Emanuela Orlandi, torna la “pista dei preti pedofili di Boston”

di Pino Nicotri
Pubblicato il 30 Maggio 2013 - 14:11 OLTRE 6 MESI FA
Emanuela Orlandi

Emanuela Orlandi (LaPresse)

ROMA – Quando manca ormai meno di un mese al compimento del trentesimo anno dalla scomparsa, il mistero di Emanuela Orlandi diventa sempre più un mistero. La pista dei “preti pedofili di Boston”, lanciata con fragore dal Corriere della Sera nell’estate del 2011, diventa ora la pista della ex moglie di Marco Fassoni Accetti a Boston. Dopo la nuova “rivelazione” bostoniana mandata in onda ieri sera da “Chi l’ha visto?”, il Corriere della Sera e il settimanale Oggi sono arrivati in edicola dando infatti per scontato che abbia scritto lei le quattro missive spedite nell’autunno ’83 da Boston a Richard Roth, corrispondente da Roma della catena televisiva americana CBS. Si tratta delle missive con le quali il fantomatico gruppo Phoenix voleva la liberazione di Alì Agca, l’ergastolano che nell’81 aveva sparato a papa Wojtyla, in cambio del rilascio di Emanuela

E’ vero che secondo una perizia dell’epoca le quattro missive sono state scritte dalla stessa mano. Ed è vero che Marco Fassoni Accetti, per tutti ormai MFA, ha dichiarato ai magistrati che la ex sua signora ha soggiornato “a Boston dai primi di agosto a metà novembre del 1983”. Ma è vero anche che fino ad oggi nulla prova che la grafia sia quella della ex moglie di MFA. Questa storia della grafia rischia quindi di essere una intempestiva bolla di sapone come lo scoopone del flauto “di Emanuela” fatto ritrovare dallo stesso MFA alla redazione di “Chi l’ha visto?”.

Oltre al rischio bolla di sapone e oltre alle querele annunciate da MFA, ora c’è il rischio di querele da parte della sua ex consorte, della quale il nome viene inspiegabilmente taciuto.

La faccenda comunque non è ben chiara, anzi è decisamente misteriosa. Per quattro motivi.
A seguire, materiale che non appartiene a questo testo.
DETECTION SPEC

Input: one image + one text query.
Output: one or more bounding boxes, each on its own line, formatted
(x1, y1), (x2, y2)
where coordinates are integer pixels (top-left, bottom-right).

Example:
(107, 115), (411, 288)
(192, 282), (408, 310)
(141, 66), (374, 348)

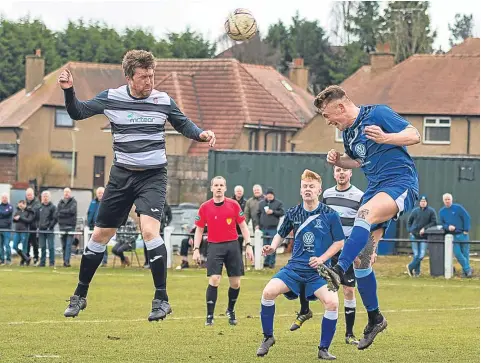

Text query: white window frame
(423, 117), (451, 145)
(335, 129), (343, 143)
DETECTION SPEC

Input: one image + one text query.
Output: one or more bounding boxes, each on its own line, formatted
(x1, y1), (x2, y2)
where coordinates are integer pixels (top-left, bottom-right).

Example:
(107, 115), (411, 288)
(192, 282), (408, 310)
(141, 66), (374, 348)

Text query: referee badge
(195, 216), (200, 221)
(226, 218), (233, 225)
(239, 211), (244, 216)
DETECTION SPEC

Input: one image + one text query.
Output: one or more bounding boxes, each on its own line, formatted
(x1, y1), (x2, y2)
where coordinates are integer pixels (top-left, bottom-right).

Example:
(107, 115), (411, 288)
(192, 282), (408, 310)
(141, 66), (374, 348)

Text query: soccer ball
(224, 8), (257, 41)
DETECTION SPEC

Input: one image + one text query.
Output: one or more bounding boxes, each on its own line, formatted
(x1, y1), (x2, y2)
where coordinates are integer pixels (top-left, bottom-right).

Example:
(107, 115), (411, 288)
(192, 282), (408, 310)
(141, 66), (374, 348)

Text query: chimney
(288, 58), (309, 91)
(369, 43), (395, 74)
(25, 49), (45, 94)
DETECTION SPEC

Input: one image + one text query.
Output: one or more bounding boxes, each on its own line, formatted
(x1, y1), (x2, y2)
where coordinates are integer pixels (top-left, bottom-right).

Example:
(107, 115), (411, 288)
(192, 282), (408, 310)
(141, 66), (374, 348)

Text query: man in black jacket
(233, 186), (247, 253)
(57, 188), (78, 267)
(257, 188), (284, 268)
(0, 193), (14, 265)
(26, 188), (41, 265)
(406, 195), (437, 277)
(12, 200), (35, 265)
(38, 191), (58, 267)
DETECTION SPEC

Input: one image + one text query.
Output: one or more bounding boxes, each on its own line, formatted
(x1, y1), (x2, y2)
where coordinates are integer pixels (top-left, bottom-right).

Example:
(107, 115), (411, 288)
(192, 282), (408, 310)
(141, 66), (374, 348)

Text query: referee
(193, 176), (254, 326)
(291, 166), (364, 345)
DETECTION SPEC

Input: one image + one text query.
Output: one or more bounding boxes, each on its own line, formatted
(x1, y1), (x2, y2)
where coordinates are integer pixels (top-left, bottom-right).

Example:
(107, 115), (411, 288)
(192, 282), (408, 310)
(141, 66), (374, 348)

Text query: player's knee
(142, 230), (160, 242)
(343, 286), (355, 300)
(229, 278), (240, 289)
(209, 275), (221, 287)
(262, 287), (278, 301)
(324, 297), (339, 311)
(91, 228), (115, 244)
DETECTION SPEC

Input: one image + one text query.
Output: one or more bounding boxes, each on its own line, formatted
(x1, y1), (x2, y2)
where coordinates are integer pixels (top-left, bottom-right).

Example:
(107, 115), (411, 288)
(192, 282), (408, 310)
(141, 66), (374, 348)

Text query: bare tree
(329, 1), (359, 44)
(21, 154), (70, 187)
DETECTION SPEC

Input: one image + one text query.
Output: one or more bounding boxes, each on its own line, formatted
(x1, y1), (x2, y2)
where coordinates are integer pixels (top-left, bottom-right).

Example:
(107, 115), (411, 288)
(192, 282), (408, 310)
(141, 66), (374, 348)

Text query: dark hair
(18, 200), (25, 204)
(314, 85), (348, 110)
(122, 50), (156, 78)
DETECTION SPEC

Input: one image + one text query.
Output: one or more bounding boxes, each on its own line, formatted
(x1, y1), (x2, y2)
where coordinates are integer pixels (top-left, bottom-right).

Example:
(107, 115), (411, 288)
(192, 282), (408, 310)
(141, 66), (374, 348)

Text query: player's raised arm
(58, 69), (106, 120)
(364, 105), (421, 146)
(168, 98), (216, 147)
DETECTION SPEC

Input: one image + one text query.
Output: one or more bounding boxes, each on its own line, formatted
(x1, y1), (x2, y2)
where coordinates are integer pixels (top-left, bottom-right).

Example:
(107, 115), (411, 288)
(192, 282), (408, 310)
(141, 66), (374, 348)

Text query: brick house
(291, 38), (480, 156)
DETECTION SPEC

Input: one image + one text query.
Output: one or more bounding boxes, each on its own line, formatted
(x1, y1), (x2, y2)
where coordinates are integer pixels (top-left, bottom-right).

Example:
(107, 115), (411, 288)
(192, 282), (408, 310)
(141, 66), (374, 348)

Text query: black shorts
(207, 240), (244, 277)
(96, 165), (167, 228)
(331, 253), (356, 288)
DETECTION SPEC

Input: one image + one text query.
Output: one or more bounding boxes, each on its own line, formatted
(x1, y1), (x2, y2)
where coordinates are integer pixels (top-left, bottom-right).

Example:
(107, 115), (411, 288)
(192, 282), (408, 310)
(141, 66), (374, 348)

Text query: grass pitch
(0, 254), (479, 363)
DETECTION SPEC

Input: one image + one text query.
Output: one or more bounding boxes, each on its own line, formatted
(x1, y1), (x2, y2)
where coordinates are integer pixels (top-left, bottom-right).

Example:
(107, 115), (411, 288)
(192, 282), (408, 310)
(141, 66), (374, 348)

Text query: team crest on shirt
(314, 219), (323, 229)
(153, 97), (158, 104)
(226, 218), (232, 225)
(355, 143), (366, 158)
(303, 232), (315, 253)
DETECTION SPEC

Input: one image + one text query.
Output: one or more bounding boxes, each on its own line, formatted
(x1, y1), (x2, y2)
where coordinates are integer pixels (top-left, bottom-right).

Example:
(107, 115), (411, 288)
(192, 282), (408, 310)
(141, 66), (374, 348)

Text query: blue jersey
(277, 203), (345, 273)
(343, 105), (418, 189)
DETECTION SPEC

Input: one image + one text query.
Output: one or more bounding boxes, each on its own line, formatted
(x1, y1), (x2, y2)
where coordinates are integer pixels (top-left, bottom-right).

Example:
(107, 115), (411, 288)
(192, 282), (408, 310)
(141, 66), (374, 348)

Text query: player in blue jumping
(314, 85), (420, 350)
(256, 169), (345, 360)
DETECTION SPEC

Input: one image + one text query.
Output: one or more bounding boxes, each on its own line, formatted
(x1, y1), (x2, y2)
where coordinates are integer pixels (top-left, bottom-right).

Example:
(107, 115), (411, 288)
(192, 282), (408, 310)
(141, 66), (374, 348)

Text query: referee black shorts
(331, 253), (356, 288)
(207, 240), (244, 277)
(95, 165), (167, 228)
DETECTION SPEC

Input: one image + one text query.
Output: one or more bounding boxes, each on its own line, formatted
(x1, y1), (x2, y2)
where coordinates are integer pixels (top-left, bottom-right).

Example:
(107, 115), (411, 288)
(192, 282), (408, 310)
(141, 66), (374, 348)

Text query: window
(265, 132), (284, 151)
(335, 129), (343, 142)
(51, 151), (77, 176)
(423, 117), (451, 144)
(55, 108), (74, 127)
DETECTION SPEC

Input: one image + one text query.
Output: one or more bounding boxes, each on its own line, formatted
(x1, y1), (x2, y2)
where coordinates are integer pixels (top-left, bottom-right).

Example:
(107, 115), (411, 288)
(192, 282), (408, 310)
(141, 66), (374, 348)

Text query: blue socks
(355, 266), (379, 312)
(320, 310), (338, 349)
(338, 218), (371, 272)
(260, 298), (275, 337)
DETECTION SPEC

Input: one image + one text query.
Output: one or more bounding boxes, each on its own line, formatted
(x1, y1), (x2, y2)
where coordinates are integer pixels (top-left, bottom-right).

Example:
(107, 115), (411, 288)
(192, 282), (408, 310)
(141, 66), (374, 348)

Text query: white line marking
(31, 355), (61, 358)
(4, 307), (479, 326)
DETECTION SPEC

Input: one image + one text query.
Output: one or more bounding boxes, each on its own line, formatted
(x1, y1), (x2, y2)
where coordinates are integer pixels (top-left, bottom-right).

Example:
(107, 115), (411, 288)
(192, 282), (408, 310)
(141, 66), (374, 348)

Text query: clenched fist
(58, 69), (74, 89)
(326, 149), (341, 165)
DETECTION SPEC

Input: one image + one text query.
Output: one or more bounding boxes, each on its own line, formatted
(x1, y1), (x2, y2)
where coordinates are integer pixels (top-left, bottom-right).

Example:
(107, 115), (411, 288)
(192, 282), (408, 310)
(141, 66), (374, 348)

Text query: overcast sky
(1, 0), (479, 52)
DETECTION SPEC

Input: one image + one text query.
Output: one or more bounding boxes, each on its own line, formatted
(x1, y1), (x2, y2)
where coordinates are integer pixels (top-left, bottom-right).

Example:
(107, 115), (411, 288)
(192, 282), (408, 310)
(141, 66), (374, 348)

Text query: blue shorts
(362, 182), (418, 232)
(273, 265), (326, 301)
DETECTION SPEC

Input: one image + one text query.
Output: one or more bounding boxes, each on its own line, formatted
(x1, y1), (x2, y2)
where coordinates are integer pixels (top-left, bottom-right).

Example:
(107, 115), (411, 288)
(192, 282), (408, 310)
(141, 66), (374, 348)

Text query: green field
(1, 254), (479, 363)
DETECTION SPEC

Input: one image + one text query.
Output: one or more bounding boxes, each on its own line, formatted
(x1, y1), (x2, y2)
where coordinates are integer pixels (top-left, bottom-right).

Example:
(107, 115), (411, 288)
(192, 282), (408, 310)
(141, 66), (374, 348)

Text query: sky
(0, 0), (480, 53)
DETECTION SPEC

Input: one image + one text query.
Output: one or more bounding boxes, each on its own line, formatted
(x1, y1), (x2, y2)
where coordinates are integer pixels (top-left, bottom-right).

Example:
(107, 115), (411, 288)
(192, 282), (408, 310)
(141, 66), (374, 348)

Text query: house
(291, 38), (480, 156)
(0, 51), (315, 198)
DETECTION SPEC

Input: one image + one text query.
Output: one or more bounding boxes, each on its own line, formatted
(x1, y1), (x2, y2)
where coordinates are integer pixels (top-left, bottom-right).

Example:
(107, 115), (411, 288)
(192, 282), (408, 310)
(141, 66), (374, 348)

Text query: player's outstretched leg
(290, 284), (313, 331)
(146, 237), (172, 321)
(257, 297), (276, 357)
(64, 240), (106, 317)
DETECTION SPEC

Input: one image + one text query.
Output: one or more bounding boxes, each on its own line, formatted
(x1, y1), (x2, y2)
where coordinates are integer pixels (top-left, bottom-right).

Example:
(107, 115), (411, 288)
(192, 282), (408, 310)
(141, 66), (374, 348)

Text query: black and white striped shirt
(63, 85), (203, 169)
(322, 185), (364, 237)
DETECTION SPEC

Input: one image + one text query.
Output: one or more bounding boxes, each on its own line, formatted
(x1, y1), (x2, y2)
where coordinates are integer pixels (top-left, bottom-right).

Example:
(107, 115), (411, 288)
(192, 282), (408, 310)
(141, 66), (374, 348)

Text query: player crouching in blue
(256, 169), (345, 360)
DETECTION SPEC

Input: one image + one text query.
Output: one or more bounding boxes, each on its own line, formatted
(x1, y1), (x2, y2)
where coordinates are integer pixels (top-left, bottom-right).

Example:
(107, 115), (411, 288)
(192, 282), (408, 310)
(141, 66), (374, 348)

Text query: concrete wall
(167, 155), (208, 204)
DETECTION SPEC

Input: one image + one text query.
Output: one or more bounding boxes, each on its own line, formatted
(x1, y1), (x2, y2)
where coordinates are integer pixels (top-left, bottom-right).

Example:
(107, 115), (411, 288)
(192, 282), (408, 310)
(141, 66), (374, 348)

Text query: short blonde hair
(314, 85), (348, 110)
(301, 169), (322, 184)
(211, 176), (226, 186)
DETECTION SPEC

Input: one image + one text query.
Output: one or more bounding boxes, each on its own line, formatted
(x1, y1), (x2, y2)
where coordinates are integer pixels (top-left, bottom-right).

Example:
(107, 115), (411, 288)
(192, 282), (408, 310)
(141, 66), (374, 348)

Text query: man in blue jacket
(406, 195), (437, 277)
(439, 193), (472, 277)
(0, 193), (14, 265)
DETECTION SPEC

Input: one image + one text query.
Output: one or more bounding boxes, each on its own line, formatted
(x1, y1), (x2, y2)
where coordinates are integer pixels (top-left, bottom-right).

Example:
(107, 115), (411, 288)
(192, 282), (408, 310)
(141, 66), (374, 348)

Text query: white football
(225, 8), (257, 41)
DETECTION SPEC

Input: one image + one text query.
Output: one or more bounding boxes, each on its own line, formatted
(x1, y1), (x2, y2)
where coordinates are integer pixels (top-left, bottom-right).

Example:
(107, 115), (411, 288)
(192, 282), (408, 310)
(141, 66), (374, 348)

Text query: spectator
(26, 187), (41, 265)
(87, 187), (107, 266)
(440, 193), (472, 278)
(406, 195), (437, 277)
(233, 185), (247, 253)
(57, 188), (78, 268)
(0, 193), (13, 265)
(257, 187), (284, 268)
(178, 225), (208, 269)
(244, 184), (264, 230)
(111, 217), (138, 267)
(12, 200), (34, 265)
(38, 191), (58, 267)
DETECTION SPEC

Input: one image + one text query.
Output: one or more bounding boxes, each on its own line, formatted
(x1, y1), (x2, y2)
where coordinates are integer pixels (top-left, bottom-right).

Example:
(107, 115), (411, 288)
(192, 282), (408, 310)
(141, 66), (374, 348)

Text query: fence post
(444, 234), (453, 279)
(163, 226), (175, 269)
(254, 229), (263, 270)
(83, 226), (90, 251)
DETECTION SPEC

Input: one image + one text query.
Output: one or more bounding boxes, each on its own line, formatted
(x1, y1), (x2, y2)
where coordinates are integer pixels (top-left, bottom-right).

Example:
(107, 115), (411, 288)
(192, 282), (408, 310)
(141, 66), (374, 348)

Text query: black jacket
(13, 207), (35, 231)
(257, 198), (285, 230)
(26, 197), (41, 230)
(233, 195), (247, 235)
(407, 206), (437, 239)
(38, 202), (58, 231)
(57, 197), (78, 229)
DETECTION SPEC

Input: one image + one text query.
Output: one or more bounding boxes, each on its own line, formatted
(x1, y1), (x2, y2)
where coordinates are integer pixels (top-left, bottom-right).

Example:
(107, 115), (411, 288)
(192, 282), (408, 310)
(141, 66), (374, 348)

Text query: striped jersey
(63, 85), (203, 169)
(277, 203), (344, 272)
(322, 185), (363, 237)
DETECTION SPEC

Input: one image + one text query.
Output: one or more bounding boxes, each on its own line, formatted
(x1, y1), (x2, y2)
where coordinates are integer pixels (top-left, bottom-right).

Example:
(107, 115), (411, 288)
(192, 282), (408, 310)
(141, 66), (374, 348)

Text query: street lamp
(70, 127), (79, 188)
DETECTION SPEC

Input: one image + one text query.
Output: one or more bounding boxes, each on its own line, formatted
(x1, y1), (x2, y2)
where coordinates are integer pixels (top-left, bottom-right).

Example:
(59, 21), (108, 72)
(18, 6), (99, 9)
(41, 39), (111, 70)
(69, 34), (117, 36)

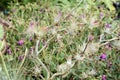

Il primo è che proprio perché la sua ex è stata a Boston in quel periodo (ammesso che sia vero e che venga provato) MAF avrebbe potuto confezionare meglio, su misura, il suo auto accusarsi di avere collaborato al rapimento di Emanuela Orlandi, consenziente, per conto di un fino ad oggi purtroppo imprecisato e imprecisabile “gruppo di intelligence del Vaticano”.

Il secondo motivo è che fino a ieri lo stesso Corriere della Sera dava per sicuro che la sigla Phoenix era stata usata in quelle lettere dai nostri servizi segreti civili, all’epoca in sigla Sisde. Il giornalista del Corriere della Sera Fabrizio Peronaci, autore degli articoli in questione, e Pietro Orlandi, fratello di Emanuela, lo hanno anche scritto nel loro libro “Mia sorella Emanuela”. E vi hanno sostenuto che a dirlo a Pietro è stato già nell’83 l’amico di famiglia Giulio Gangi, all’epoca da poco tempo in servizio proprio al Sisde.

Il terzo motivo è che Gangi, da me consultato, nega recisamente la circostanza: “Mi sono limitato a dire “Boh, forse sono i nostri che cercano di muovere le acque” quando si seppe della prima lettera firmata Phoenix. Oltretutto, io al Sisde ero già stato allontanato dalle ricerche riguardanti Emanuela”.

Il quarto motivo è che l’ex colonnello Guenter Bohnsack della Stasi, nome dei servizi segreti della Germania allora comunista, il 3 giugno 2002 mi ha dichiarato che era la X Divisione della Stasi a fabbricare quei comunicati così come fabbricava anche quelli a firma del fantomatico Fronte Anticristiano Turkesh.

Insomma, tanto per cambiare anche per le lettere da Boston c’è da aspettare altre verifiche. Spostando così per l’ennesima volta in avanti il momento della verità. Che somiglia purtroppo sempre di più al famoso arrivo di Godot.